President Bush commuted Libby’s prison sentence but stopped short of pardoning what, by any reckoning, was a treasonous crime. In April 2018, President Trump, in one of his most shameful acts to date, gave Libby a full pardon.
The family including son and daughter moved to New Mexico in 2006. Plame and Wilson divorced in 2017. Joe Wilson died at age 69 in September 2019. That same month, Plame announced her intent to run for Congress in a slick, supercharged video entitled “Fast and Furious”.
Not so fast, Valerie.
This headline in the Santa Fe New Mexican on March 7, 2020, did not surprise the locals:
Dems back Leger Fernandez by wide margin in 3rd Congressional District
Teresa Leger Fernandez is a Santa Fe attorney and a native New Mexican. Leger Fernandez makes a point of telling the voters that as “A daughter of Northern New Mexico, she will represent the district with a deep understanding of what New Mexico’s communities need.” And that she was “a little girl who went to Head Start [in Las Vegas, New Mexico] and fell in love with learning.” The deeper you dig, the better her bona fides as a candidate for Congress get.

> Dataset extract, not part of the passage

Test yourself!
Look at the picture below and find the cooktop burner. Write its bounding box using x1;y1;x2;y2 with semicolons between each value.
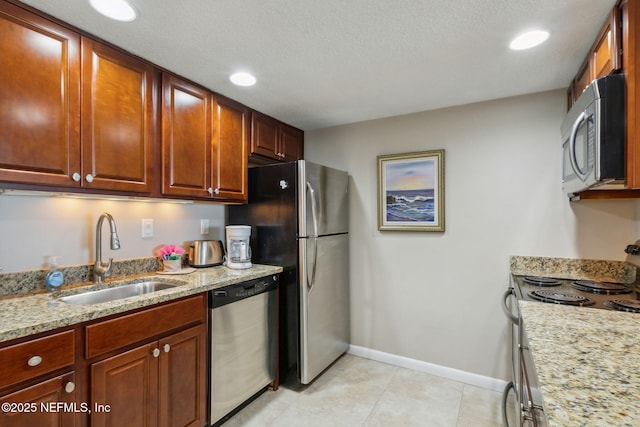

For Plame, not so much. She’s raised plenty of money and run some slick ads on TV and YouTube, but she has failed any real traction. I had some difficulty locating her campaign headquarters in Santa Fe and when I did the place was all-but-deserted. At first, I thought it really was deserted. I wandered through the place and finally encountered one oblivious staffer who was whose eyes were glued to a glowing monitor.
No wonder Leger Fernandez won 41.9 percent of the delegate vote. Treasurer Laura Montoya was second in a crowded field, winning 20.4 percent.
Meanwhile, Valerie Plame placed fifth with a paltry 5 percent of the vote, despite “taking a commanding lead in fundraising,”. The staff writer who reported the results noted:
Plame has been considered one of the favorites in the race because of her name recognition — her identity as a CIA operative was famously leaked and published in 2003 — and because she has raised the most money by far in the race, pulling in $1.1 million through the end of 2019.
Given her fame in “the Plame affair” (a.k.a. the CIA leak scandal and Plamegate), Plame would likely become an instant media star on nightly news shows and, what is far more important for the voters of New Mexico, she would have a high-profile from day one on Capitol Hill, where celebrity begets influence and independence.
Full disclosure: I once worked for the same organization as she did, but as an analyst, not an operative in the field. I do not know her, have never met her, but I know a good deal about the kind of work she did, as well as the character, courage, and commitment those who do this work exemplify.
In my book, she is a great American. By the looks of things, however, she will not win the June primary in New Mexico’s 3rd Congressional District.
The CIA is big on “lessons learned”. One of the lesson to be learned here is a) that fame is fleeting and b) there’s more to running for office than buying TV ads—like a well-thought-out campaign strategy, an organization, speaking the language(s) of the locals, and having a message that resonates with the people where they live.